The SET domain protein Metnase mediates foreign DNA integration and links integration to nonhomologous end-joining repair

Abstract

The molecular mechanism by which foreign DNA integrates into the human genome is poorly understood yet critical to many disease processes, including retroviral infection and carcinogenesis, and to gene therapy. We hypothesized that the mechanism of genomic integration may be similar to transposition in lower organisms. We identified a protein, termed Metnase, that has a SET domain and a transposase/nuclease domain. Metnase methylates histone H3 lysines 4 and 36, which are associated with open chromatin. Metnase increases resistance to ionizing radiation and increases nonhomologous end-joining repair of DNA doublestrand breaks. Most significantly, Metnase promotes integration of exogenous DNA into the genomes of host cells. Therefore, Metnase is a nonhomologous end-joining repair protein that regulates genomic integration of exogenous DNA and establishes a relationship among histone modification, DNA repair, and integration. The data suggest a model wherein Metnase promotes integration of exogenous DNA by opening chromatin and facilitating joining of DNA ends. This study demonstrates that eukaryotic transposase domains can have important cell functions beyond transposition of genetic elements.

Fig. 1.

Metnase has pre-SET, SET, and transposase domains. (A) Metnase pre-SET domain aligned with the consensus pre-SET sequence and with human SUV39H1. (B) Metnase SET domain aligned with the consensus SET sequence and with SUV39H1. (C) Metnase transposase domain aligned with the transposase domain consensus and with planarian Mariner-9 transposase. (D) Metnase integrase domain aligned with the integrase domain consensus and with the HIV-1 integrase core domain. (E) Metnase expression in normal human tissues as measured by RT-PCR.

Fig. 2.

Histone methylation by Metnase. (A) Recombinant GST-Metnase transferred ³H-methyl groups from SAM to recombinant human histone H3 and total human histones as analyzed by scintillation counting. ³H levels (cpm) were subtracted from GST alone as a baseline control. (B) Recombinant GST-Metnase transferred ³H-methyl groups from SAM to recombinant human histone H3 and total human histones as analyzed by autoradiography. (C) Recombinant GST-Metnase in vitro transferred unlabeled methyl groups from SAM to pure recombinant human histone H3 lysines as detected by Western blot. (D) The transfer of unlabeled methyl groups from SAM to H3 K36 requires both SAM and histone H3.

Fig. 3.

Metnase promotes foreign DNA integration. (A) Western blot analysis of the protein expression of transfected Metnase. (B) Metnase promotes cis integration of foreign DNA. Human 293 cells were transfected with the pCDNA3.1-Metnase expression vector, which also carries neo. The number of G418-resistant colonies is a measure of integration. (C) Metnase promotes trans integration of foreign DNA. Human 293 cells were cotransfected with the pcDNA-Metnase expression vector and the plasmid, pBOS, which expresses a puromycin resistance cassette.
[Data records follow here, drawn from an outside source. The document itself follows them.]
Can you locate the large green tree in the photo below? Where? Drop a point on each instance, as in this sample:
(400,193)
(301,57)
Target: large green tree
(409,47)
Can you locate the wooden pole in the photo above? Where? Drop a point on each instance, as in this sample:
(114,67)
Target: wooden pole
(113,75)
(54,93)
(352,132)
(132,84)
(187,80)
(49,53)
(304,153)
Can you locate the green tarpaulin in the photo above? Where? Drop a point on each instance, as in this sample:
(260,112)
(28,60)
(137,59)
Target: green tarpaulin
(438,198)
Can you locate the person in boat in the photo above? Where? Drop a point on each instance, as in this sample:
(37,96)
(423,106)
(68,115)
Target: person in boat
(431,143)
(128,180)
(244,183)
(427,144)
The number of puromycin-resistant colonies is a measure of pBOS integration. (D) Metnase promotes integration of Moloney leukemia virus (MLV) DNA. pJ6-Metnase was cotransfected into human 293 cells with the MLV vector MSCV2.1, which carries neo, and MLV integration was scored as the number of G418-resistant colonies. (E) A single DSB does not enhance the trans integration of foreign DNA induced by Metnase. Inducing a DSB by using the restriction enzyme I-SceI did not increase the ability of Metnase to integrate foreign DNA. Metnase was expressed from the pcDNA vector and the hygromycin selectable marker was carried on a separate pRNA-U6 vector.

Fig. 4.

Metnase mediates foreign DNA integration. (A) siRNA was used to reduce the RNA and protein expression of Metnase. (B and C) Integration of plasmid (pBOS) and Moloney Leukemia Virus DNA (pMSCV) in control and Metnase knockdown cells.

Fig. 5.

Metnase enhances NHEJ. (A) NHEJ was measured by the ability of a linearized vector to have its free ends rejoined and transform bacteria to ampicillin resistance. Precise end joining was measured by the ability of the pBluescript plasmid linearized within a β-galactosidase gene to make functional β-galactosidase protein when rescued from human 293 cells with stably increased or decreased expression of Metnase. PCR analysis by using T7/SP6 primers of standardized concentrations of rescued plasmid showed an increased amount of end-joined plasmid when Metnase is overexpressed. (B) Mutations of residues known to be required for histone methylase or transposase function in Metnase reduced the ability of Metnase to stimulate NHEJ. (C) Western analysis shows that the Metnase mutants are all expressed well at the protein level. (D) Cell survival after γ-radiation in cells over- or underexpressing Metnase.